Three Reasons To Do Running Drills:
1. The exercises serve as an excellent warm-up tool for both training and competitive situations. After all, running drills imitate specific characteristics of technically sound running form, including upright posture of the trunk and spinal column, proper carriage of the arms during the running stride, proper knee drive and leg action and the coordinated dynamic balance associated with shifting weight from one leg to the other.
2. The drills help to develop important proprioceptive and kinaesthetic (body-awareness) abilities that a runner must have to deal with changes in terrain while running, and also to 'change gears' while training or racing.

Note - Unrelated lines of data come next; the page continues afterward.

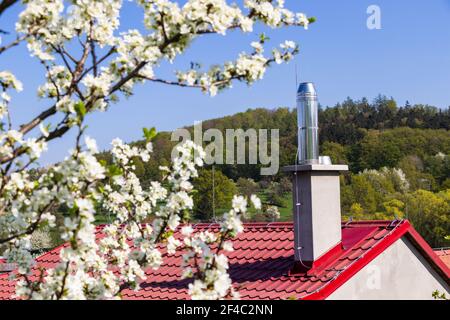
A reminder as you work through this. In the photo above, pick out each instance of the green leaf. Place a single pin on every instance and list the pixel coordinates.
(149, 134)
(263, 38)
(80, 109)
(114, 170)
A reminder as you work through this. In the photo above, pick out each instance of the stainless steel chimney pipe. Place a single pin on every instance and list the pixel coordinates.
(307, 117)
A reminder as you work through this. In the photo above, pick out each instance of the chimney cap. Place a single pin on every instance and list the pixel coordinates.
(307, 88)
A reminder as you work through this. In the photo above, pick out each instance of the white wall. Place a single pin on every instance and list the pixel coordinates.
(400, 272)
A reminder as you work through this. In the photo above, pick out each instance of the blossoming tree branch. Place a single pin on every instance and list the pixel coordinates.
(88, 65)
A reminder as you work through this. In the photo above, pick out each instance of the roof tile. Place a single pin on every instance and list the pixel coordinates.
(259, 265)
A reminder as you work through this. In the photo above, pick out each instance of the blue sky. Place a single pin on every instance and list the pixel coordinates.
(409, 59)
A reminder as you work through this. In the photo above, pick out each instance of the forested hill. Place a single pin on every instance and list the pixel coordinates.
(399, 159)
(362, 134)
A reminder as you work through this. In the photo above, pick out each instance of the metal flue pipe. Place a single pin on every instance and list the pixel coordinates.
(307, 116)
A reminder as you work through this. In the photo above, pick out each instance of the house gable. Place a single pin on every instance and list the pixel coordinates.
(399, 272)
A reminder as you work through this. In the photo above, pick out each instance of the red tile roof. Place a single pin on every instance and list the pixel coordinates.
(444, 254)
(261, 265)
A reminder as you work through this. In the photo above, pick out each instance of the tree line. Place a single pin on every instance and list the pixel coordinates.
(399, 160)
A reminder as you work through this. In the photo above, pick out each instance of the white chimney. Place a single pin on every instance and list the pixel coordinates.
(316, 189)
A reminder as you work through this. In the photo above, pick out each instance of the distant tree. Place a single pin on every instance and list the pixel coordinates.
(429, 213)
(247, 187)
(356, 211)
(336, 152)
(224, 189)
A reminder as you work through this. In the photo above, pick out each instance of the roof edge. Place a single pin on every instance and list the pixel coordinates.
(403, 228)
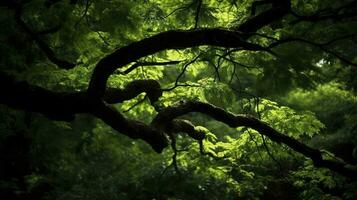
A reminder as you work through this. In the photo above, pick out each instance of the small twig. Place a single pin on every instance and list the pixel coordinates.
(140, 64)
(136, 104)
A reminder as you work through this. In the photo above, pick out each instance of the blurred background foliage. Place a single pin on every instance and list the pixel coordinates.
(304, 93)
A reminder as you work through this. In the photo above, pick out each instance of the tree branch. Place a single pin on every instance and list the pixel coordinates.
(235, 121)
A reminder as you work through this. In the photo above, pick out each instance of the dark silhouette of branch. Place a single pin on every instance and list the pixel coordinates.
(321, 46)
(40, 43)
(159, 42)
(139, 64)
(235, 121)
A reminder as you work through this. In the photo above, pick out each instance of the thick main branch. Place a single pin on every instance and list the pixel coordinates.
(235, 121)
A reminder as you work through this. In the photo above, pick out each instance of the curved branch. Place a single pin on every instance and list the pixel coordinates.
(41, 44)
(159, 42)
(235, 121)
(63, 106)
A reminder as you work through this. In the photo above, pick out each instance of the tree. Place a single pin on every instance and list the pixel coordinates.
(63, 59)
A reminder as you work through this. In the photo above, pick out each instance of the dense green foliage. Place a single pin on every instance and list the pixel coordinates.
(304, 88)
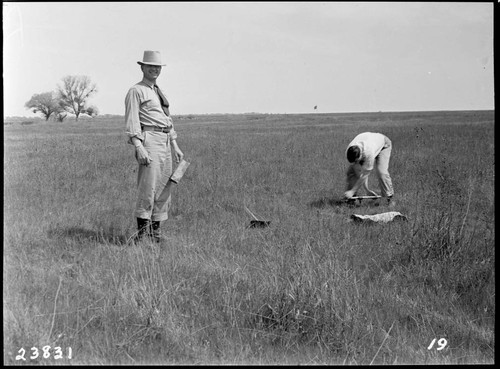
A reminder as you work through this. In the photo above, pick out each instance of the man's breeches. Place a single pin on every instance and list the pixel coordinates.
(152, 180)
(382, 168)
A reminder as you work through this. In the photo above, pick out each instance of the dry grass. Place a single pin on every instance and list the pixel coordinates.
(313, 288)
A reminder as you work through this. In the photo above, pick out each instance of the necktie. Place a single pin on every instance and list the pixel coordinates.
(163, 100)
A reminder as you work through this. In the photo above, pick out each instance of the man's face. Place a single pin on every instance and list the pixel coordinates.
(151, 72)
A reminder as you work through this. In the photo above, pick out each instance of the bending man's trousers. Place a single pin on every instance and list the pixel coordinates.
(153, 186)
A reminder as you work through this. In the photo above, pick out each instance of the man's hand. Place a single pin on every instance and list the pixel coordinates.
(142, 155)
(177, 152)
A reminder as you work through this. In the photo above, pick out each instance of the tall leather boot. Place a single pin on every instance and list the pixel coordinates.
(142, 228)
(156, 231)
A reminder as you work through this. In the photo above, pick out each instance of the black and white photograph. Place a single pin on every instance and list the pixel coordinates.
(248, 183)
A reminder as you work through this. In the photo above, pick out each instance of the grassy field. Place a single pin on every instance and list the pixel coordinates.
(312, 288)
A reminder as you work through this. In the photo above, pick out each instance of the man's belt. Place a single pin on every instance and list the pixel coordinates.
(158, 129)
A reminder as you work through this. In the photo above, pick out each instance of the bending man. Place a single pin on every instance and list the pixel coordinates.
(367, 151)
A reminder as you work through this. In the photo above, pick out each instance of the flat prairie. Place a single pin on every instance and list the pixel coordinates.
(311, 287)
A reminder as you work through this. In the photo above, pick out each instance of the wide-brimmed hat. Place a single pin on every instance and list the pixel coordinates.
(151, 58)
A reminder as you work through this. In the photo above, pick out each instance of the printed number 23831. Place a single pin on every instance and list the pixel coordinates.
(44, 353)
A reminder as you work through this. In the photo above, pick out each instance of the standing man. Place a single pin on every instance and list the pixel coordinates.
(366, 151)
(150, 129)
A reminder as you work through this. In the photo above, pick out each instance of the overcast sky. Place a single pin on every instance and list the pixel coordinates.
(239, 57)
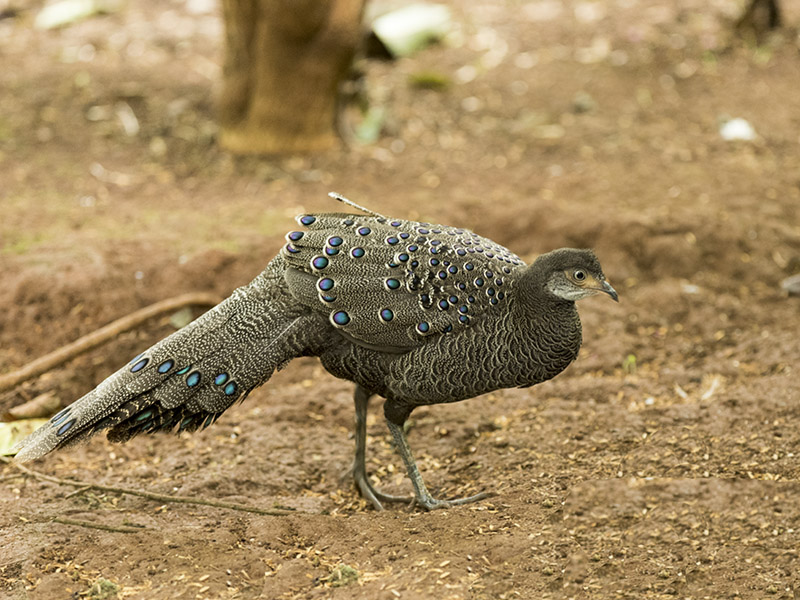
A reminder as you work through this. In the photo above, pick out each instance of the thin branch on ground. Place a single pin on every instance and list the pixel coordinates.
(103, 335)
(149, 495)
(91, 525)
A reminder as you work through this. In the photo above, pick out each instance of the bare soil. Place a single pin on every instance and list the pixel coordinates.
(663, 464)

The drills are performed slowly at first, while developing a 'feel' for proper technique, and proper technique is then gradually carried over to drills and runs carried out at faster speeds.
3. The exercises also help to strengthen specific muscle groups needed for powerful running, especially the muscles of the feet, calves, shins, thighs and hips. The ankle, knee and hip joints undergo considerable flexion and extension during the running stride, and each of these joints is exercised through a similar - or greater - range of motion during the various drills.
Description: Standing upright, you will begin by facing sideways. Start by sliding your leading leg and then following leg along the ground, while keeping your toes pointed to the side. On the way back, face the same side so that you are leading with your other leg. Do this for a distance ranging between 20 – 50 meters.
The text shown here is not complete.